Scenario één: de Omgevingswet is vanaf 1 januari 2024 van kracht

Om de uitkomsten uit het Bestuurlijk Overleg vast te leggen moeten provincies hun provinciale omgevingsverordeningen aanpassen. Dit moet iedere provincie individueel doen. De Provinciale Staten, het algemeen bestuur van de provincie, is hiervoor bevoegd.


Scenario twee: de Omgevingswet wordt uitgesteld

Als de Omgevingswet wordt uitgesteld dan verandert er (nog) niets. De provincies kunnen dan alsnog de uitkomsten uit het Bestuurlijk Overleg overnemen, ditmaal via een ‘normale’ verordening.

In beide gevallen kunnen de provincies de uitkomsten overnemen.

In de kamerbrief wordt over lopende projecten het volgende geschreven:

Projecten waarvan de participatietrajecten al in een vergevorderd stadium zijn en niet (helemaal) conform de afspraken onder vier  [punt 4 uit de kamerbrief, de ‘Nee, tenzij’] zijn vormgegeven, kunnen doorgang vinden.

Dit betekent dat lopende projecten door kunnen gaan. Aanvragen voor nieuwe projecten die worden ingediend -voordat de provincies hun (omgevings)verordeningen aanpassen- vallen nog onder de oude (lees: huidige) wet- en regelgeving. Zodra provincies hun (omgevings)verordeningen aanpassen, zijn de aanvullende eisen uit het Bestuurlijk Overleg juridisch bindend.

Novar heeft ervoor gekozen om een aantal projecten die gepland stonden voor het laatste kwartaal van 2023 eerder in te dienen bij de gemeente. Dit lijkt tegenstrijdig. Als Novar zonneparken ontwikkelt in lijn met de uitzonderingen zoals genoemd in het Bestuurlijk Overleg, waarom zijn deze projecten dan toch eerder ingediend?

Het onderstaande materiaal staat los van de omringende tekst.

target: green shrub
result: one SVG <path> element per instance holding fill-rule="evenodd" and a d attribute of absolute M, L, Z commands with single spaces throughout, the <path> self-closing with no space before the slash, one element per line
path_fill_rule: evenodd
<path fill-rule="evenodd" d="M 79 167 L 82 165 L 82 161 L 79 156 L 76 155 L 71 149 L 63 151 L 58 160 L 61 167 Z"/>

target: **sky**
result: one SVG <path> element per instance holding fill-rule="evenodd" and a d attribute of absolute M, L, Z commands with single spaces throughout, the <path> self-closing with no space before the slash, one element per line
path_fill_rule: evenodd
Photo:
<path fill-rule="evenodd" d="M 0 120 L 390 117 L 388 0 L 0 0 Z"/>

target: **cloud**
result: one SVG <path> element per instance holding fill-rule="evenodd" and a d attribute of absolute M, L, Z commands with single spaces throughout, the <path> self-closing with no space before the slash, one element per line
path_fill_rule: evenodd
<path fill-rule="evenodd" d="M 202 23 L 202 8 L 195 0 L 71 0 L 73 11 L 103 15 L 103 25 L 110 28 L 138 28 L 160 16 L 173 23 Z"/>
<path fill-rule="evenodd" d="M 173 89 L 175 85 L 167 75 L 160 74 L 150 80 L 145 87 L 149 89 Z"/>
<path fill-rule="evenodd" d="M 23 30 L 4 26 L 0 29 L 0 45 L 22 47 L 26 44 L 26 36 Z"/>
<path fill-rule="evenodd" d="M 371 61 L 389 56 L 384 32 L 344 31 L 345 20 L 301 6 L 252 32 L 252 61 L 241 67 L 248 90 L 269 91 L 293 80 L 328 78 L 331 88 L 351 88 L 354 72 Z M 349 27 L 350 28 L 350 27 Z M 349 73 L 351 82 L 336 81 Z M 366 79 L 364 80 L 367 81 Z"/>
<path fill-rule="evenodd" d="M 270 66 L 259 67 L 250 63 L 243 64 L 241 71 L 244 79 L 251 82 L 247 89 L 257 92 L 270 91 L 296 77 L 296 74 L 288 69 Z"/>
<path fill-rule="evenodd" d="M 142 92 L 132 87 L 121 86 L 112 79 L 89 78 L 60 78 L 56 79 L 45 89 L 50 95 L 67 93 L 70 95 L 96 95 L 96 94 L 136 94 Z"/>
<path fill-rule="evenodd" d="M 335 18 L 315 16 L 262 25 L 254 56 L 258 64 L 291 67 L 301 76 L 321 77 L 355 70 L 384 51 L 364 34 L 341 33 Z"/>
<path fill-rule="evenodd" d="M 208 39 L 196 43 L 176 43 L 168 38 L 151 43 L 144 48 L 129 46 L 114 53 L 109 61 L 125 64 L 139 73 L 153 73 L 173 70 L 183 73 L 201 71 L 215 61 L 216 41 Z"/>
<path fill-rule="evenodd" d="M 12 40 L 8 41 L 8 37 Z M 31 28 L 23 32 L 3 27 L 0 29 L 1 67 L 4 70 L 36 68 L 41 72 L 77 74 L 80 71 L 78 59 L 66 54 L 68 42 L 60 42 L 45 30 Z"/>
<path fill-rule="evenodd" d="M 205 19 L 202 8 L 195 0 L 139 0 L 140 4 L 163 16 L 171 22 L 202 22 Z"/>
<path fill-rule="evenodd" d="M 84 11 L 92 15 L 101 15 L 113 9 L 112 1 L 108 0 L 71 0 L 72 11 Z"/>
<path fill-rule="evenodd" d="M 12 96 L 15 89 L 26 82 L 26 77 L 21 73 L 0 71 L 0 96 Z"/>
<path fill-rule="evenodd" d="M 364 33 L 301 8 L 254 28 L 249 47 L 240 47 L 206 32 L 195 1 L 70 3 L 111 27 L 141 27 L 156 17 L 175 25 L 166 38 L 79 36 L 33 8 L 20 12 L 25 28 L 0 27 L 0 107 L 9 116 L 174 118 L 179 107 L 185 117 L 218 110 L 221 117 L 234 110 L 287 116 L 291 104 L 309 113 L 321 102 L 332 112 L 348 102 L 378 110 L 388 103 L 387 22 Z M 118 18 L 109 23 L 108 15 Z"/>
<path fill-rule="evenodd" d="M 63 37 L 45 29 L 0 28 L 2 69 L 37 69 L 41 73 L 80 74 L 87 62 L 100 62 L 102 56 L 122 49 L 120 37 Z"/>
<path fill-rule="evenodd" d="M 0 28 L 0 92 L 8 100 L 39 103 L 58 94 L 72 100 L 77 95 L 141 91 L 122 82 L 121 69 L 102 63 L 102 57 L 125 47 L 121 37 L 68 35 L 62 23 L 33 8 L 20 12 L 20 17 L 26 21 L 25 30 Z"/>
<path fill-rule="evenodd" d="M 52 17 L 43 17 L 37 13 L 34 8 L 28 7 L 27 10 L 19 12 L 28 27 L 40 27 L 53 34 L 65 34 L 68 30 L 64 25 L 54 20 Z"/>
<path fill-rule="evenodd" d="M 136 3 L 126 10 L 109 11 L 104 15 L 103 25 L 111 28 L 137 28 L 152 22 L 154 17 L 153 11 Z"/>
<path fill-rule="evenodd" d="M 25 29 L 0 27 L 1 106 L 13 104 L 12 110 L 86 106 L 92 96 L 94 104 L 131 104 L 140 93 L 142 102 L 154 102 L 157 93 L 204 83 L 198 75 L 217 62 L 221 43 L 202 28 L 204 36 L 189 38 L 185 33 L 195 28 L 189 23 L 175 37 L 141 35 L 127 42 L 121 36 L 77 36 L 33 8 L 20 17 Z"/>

Als projectontwikkelaar van duurzame energie nemen wij onze rol in de energietransitie serieus. Vertrouwen is meer dan belangrijk. Dit besluit ging dan ook niet over één nacht ijs. Het politieke sentiment in de provincies is weerbarstig. Zo heeft de provincie Overijssel voor een halfjaar op de pauzeknop gedrukt voor nieuwe zonneparken.

Dat is niet goed voor Novar en de zonne-energiesector, maar zeker ook het lokale bedrijfsleven wordt hiermee hard geraakt. De maatschappelijke schade is groot. Om deze reden heeft Novar in samenwerking met de betrokken partijen een aantal projecten eerder ingediend. Zo lopen deze projecten geen onnodige vertraging op en kan de energietransitie door.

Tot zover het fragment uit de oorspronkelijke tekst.